Il nuovo decreto legislativo, approvato dal Consiglio dei Ministri il 4 settembre 2024, introduce importanti novità per quanto riguarda i controlli sulla movimentazione di denaro contante in entrata e in uscita dall’Unione Europea. Il decreto si allinea alle normative europee, in particolare al Regolamento UE 2018/1672, ampliando e migliorando i sistemi di monitoraggio.
Principali novità:
- Utilizzo di Dati Fiscali: I dati sui trasferimenti di denaro saranno incrociati con le informazioni in possesso dell’Agenzia delle Entrate, consentendo l’avvio di controlli fiscali mirati. Le dichiarazioni valutarie saranno un’importante fonte di dati per l’agenzia fiscale.
- Intelligenza Artificiale: L’integrazione dell’intelligenza artificiale nei controlli doganali permetterà di effettuare analisi dei rischi più sofisticate, affiancando ispezioni casuali a verifiche mirate per combattere irregolarità e attività illecite.
- Controllo Incrociato: In caso di indizi di attività illecite, le autorità doganali e la Guardia di Finanza dovranno informare la Commissione Europea, la Procura Europea e Europol, avviando così ulteriori accertamenti.
- Scambio di Informazioni: Sono previsti meccanismi di scambio di dati con le autorità doganali degli altri Stati membri, per migliorare il coordinamento nella lotta contro il riciclaggio e il finanziamento del terrorismo.
- Registrazione Obbligatoria: L’Agenzia delle Dogane avrà l’obbligo di registrare i dati di movimenti di denaro, compresi quelli sotto i 10.000 euro, se vi è sospetto di collegamenti a attività criminose.
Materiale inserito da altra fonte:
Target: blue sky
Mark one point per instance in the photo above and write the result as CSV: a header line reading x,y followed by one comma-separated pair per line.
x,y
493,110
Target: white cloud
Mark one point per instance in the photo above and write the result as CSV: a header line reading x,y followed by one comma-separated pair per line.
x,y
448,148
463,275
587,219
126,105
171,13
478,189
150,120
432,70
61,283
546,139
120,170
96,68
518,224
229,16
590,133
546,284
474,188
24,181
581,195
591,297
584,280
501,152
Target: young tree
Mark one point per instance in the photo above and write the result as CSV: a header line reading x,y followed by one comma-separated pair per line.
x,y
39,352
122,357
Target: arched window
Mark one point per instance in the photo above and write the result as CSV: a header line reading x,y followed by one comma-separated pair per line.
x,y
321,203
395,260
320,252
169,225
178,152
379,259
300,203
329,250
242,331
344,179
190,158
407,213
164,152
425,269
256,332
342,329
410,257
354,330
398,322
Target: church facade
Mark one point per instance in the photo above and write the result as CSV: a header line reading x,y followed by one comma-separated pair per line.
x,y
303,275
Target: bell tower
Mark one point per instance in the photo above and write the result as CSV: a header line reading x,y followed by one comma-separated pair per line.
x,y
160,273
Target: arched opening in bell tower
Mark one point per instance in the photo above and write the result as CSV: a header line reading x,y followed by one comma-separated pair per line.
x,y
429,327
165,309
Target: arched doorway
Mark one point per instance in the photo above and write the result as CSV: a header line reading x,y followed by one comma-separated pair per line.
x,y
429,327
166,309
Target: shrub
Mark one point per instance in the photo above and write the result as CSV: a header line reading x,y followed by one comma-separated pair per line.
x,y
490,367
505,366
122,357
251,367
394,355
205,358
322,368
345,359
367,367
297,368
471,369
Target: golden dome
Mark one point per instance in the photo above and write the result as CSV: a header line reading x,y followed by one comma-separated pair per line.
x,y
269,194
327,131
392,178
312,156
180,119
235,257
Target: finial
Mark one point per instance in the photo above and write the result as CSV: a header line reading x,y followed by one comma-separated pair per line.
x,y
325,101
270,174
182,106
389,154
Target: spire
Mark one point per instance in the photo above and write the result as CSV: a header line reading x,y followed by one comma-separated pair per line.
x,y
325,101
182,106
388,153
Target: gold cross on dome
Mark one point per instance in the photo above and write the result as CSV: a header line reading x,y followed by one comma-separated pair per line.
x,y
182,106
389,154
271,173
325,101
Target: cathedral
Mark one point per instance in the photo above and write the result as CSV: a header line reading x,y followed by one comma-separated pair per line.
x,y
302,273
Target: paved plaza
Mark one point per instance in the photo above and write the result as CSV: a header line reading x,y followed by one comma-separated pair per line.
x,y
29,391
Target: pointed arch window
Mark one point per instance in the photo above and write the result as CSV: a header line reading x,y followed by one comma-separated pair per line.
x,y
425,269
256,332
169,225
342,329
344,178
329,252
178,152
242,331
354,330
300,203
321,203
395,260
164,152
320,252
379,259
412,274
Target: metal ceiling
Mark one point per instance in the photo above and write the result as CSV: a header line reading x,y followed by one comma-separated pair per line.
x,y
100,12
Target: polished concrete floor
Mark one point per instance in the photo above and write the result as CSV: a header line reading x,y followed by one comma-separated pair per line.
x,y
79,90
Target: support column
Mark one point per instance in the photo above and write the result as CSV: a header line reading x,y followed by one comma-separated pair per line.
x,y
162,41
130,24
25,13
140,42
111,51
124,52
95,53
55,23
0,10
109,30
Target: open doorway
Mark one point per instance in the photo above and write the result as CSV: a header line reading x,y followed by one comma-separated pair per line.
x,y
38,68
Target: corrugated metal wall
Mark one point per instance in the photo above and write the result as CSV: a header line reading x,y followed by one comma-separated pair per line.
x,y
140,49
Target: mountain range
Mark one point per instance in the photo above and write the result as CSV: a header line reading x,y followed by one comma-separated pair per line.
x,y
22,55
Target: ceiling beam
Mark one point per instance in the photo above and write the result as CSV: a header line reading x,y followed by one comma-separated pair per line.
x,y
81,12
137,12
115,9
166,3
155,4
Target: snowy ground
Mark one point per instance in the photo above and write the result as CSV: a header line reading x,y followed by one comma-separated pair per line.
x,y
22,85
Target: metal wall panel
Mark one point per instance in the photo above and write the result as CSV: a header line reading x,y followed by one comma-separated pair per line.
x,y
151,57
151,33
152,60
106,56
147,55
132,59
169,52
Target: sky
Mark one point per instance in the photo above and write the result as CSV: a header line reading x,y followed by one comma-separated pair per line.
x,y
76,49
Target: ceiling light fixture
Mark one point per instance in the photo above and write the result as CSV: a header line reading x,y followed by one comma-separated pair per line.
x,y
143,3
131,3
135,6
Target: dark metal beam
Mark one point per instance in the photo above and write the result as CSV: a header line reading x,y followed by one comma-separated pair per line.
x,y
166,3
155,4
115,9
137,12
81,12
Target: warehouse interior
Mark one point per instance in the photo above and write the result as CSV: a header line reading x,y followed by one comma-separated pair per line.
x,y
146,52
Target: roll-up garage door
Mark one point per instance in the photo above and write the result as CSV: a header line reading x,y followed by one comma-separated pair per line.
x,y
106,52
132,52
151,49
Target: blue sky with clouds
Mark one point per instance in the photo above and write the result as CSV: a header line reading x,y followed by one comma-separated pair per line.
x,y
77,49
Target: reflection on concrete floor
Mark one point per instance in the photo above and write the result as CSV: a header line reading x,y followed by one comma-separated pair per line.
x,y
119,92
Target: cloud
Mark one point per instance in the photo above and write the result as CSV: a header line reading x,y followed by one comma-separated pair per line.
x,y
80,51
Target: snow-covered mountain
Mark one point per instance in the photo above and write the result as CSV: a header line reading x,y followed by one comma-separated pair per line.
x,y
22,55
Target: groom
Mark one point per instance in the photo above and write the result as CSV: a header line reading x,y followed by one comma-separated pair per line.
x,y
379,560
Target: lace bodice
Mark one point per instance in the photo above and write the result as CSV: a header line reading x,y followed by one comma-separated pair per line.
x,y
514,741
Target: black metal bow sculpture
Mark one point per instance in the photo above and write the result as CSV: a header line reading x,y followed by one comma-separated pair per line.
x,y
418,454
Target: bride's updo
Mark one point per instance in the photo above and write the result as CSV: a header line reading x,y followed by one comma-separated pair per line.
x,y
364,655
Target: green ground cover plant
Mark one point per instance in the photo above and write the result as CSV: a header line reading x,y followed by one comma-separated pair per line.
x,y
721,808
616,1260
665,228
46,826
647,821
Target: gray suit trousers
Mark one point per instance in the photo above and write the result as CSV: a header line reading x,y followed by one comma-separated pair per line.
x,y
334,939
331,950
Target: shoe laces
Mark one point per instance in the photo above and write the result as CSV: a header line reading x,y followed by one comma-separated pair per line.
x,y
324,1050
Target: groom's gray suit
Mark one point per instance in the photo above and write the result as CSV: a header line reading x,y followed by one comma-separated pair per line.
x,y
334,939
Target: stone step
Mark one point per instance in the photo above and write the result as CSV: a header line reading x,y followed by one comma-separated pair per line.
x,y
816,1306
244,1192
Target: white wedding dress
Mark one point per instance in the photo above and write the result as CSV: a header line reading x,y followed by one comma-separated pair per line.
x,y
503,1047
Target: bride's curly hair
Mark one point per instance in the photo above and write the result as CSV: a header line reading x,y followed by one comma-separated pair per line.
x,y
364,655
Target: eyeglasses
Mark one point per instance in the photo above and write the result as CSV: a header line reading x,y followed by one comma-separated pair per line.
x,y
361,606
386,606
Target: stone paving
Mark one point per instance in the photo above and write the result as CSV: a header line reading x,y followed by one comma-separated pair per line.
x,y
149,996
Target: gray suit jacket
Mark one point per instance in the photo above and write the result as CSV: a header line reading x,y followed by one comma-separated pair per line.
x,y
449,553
Le informazioni dovranno essere trasmesse all’Unità di Informazione Finanziaria (UIF) in tempi prestabiliti.
- Accesso Federato: L’Agenzia delle Entrate e la Guardia di Finanza potranno accedere in maniera federata alle informazioni raccolte, facilitando una risposta più coordinata e tempestiva alle potenziali irregolarità.
Implicazioni:
Queste misure sono destinate a rafforzare la capacità delle autorità di rilevare e contrastare attività fraudolente e illecite legate ai movimenti di denaro. L’adozione di sistemi avanzati di analisi e scambio di informazioni a livello europeo rappresenta un passo significativo verso una maggiore sicurezza finanziaria e una prevenzione efficace contro il crimine economico.